Benefits of Promises
Let's be honest promises aren't magic. They're still async. But they solve the structural problems that callbacks create. Here's what makes them genuinely better:
1. Flat and readable code structure
Instead of deeply nested callbacks, you get a clean chain of .then() calls. Reading it top to bottom actually makes sense.
2. Centralized error handling
With callbacks, you need to check for errors at every single step. With promises, one .catch() at the end of the chain handles any failure that happens anywhere along the way.
readFilePromise('data.txt')
.then(data => {
console.log("Step 1 done");
return readFilePromise('more-data.txt');
})
.then(moreData => {
console.log("Step 2 done");
})
.catch(err => {
// Handles errors from Step 1 OR Step 2
console.log("Caught error:", err.message);
});
Expected Output (if a file doesn't exist):
Caught error: ENOENT: no such file or directory, open 'more-data.txt'
3. Chaining is natural
Returning a value or another promise inside .then() automatically passes it to the next .then(). The flow of data is explicit and logical.
4. Better for complex workflows
Promises can be combined using utilities like Promise.all() to run multiple async operations in parallel and wait for all of them to finish something that's genuinely painful to do with raw callbacks.
Callback vs. Promise: A Side-by-Side Comparison
Let's put the two approaches next to each other for the same task reading two files in sequence.
With Callbacks:
fs.readFile('file1.txt', 'utf8', function (err, data1) {
if (err) return console.log("Error:", err.message);
fs.readFile('file2.txt', 'utf8', function (err, data2) {
if (err) return console.log("Error:", err.message);
console.log(data1.trim(), data2.trim());
});
});
With Promises:
readFilePromise('file1.txt')
.then(data1 => {
console.log(data1.trim());
return readFilePromise('file2.txt');
})
.then(data2 => console.log(data2.trim()))
.catch(err => console.log("Error:", err.message));
Expected Output (both versions):
Hello from file one
Hello from file two
The logic is identical. But the promise version reads like a story one step at a time, with a safety net at the end.
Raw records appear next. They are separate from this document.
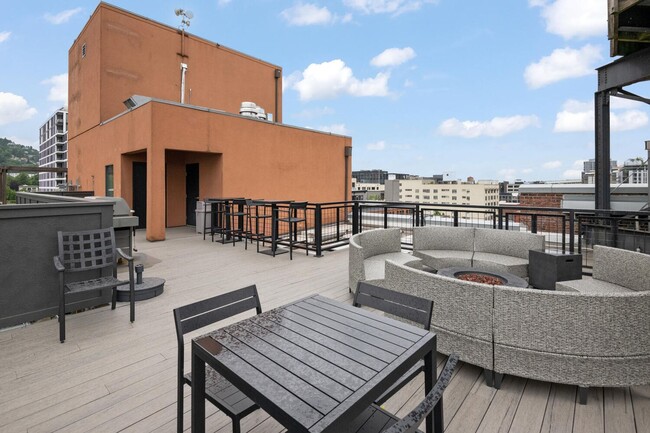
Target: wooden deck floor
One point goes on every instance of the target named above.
(114, 376)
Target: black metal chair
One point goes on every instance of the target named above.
(296, 214)
(235, 215)
(88, 251)
(402, 305)
(376, 420)
(253, 218)
(218, 390)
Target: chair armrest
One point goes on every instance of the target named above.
(124, 255)
(58, 265)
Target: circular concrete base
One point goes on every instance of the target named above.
(150, 288)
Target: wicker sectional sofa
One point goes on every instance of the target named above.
(589, 332)
(488, 249)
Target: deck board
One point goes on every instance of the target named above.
(111, 375)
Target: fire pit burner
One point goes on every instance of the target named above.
(484, 277)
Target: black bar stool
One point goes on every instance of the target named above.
(296, 213)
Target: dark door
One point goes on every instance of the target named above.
(140, 192)
(191, 192)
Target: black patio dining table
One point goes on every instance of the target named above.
(314, 365)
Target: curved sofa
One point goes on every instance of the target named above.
(488, 249)
(583, 337)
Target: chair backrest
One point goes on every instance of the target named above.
(194, 316)
(399, 304)
(87, 249)
(410, 422)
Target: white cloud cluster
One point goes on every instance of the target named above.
(573, 18)
(563, 63)
(378, 146)
(395, 7)
(62, 17)
(393, 57)
(329, 79)
(14, 108)
(497, 127)
(308, 14)
(59, 88)
(578, 116)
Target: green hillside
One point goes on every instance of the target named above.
(17, 154)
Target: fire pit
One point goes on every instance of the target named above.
(484, 277)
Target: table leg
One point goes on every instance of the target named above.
(198, 393)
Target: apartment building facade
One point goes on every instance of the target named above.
(53, 150)
(155, 118)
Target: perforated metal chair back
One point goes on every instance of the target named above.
(198, 315)
(86, 250)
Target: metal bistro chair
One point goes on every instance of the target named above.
(402, 305)
(86, 251)
(218, 390)
(296, 213)
(253, 214)
(377, 420)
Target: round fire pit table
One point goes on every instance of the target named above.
(486, 277)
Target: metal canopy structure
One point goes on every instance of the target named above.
(629, 35)
(4, 170)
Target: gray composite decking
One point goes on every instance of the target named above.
(111, 375)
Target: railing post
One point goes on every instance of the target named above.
(318, 228)
(533, 223)
(571, 232)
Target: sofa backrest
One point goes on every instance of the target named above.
(380, 241)
(443, 238)
(623, 267)
(507, 243)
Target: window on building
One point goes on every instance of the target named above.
(109, 181)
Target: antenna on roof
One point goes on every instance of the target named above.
(186, 17)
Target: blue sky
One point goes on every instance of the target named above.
(471, 88)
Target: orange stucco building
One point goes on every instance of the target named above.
(161, 154)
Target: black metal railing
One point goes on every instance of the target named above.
(330, 225)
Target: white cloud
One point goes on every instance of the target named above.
(378, 146)
(563, 63)
(574, 18)
(497, 127)
(336, 128)
(14, 108)
(58, 89)
(307, 15)
(552, 165)
(330, 79)
(62, 17)
(578, 116)
(393, 57)
(394, 7)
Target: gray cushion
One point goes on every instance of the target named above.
(622, 267)
(440, 259)
(443, 238)
(507, 243)
(590, 285)
(501, 263)
(375, 266)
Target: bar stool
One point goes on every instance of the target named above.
(235, 216)
(293, 218)
(253, 214)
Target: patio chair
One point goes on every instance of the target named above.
(376, 420)
(296, 213)
(218, 390)
(85, 251)
(402, 305)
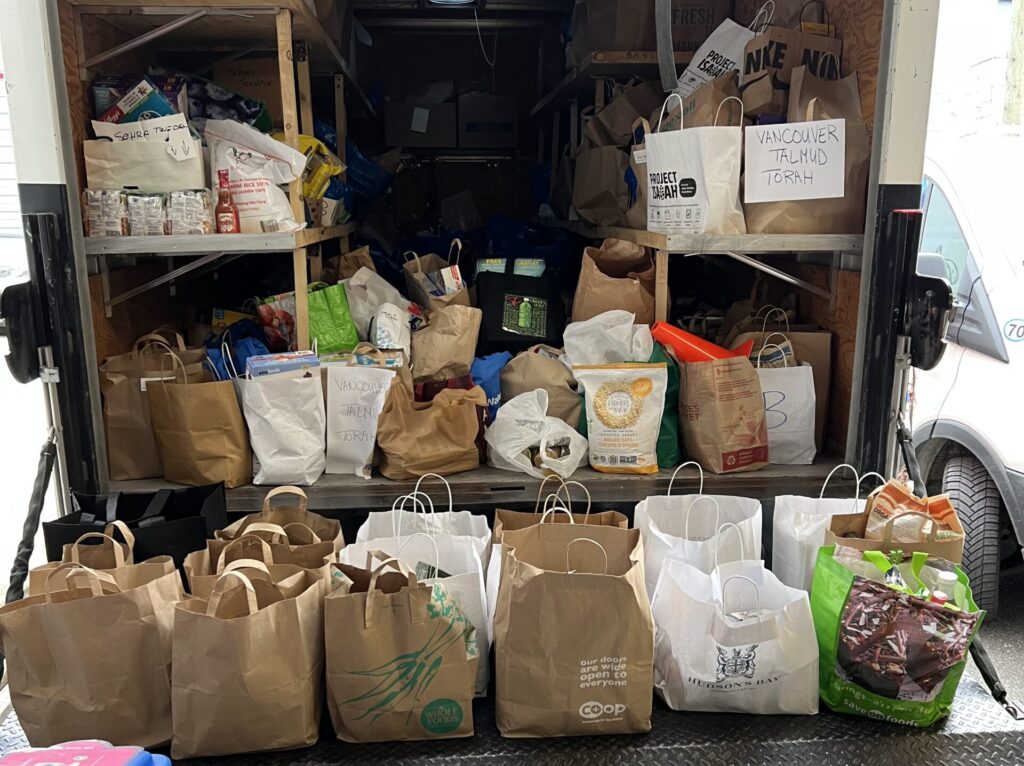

The callback version already shows early signs of nesting, and it's only two files deep.
Wrapping Up
Async code in Node.js exists because waiting around is expensive and Node.js was built to handle many things efficiently on a single thread. Callbacks were the original solution, and they work.
But as soon as your logic gets even slightly complex, they create deeply nested, hard-to-maintain code.
Promises stepped in and gave us a better model flat chaining, centralized error handling, and code that's actually pleasant to read. They represent the same underlying async behavior, but wrapped in a structure that grows with your application instead of against it.
If you're just starting out with Node.js, getting comfortable with both callbacks and promises is essential. Understanding callbacks teaches you how async really works under the hood. Understanding promises teaches you how to write async code that other developers (including future you) can actually follow.
The journey doesn't stop here there's more async goodness ahead with async/await, which builds directly on top of promises. But that's a story for another blog.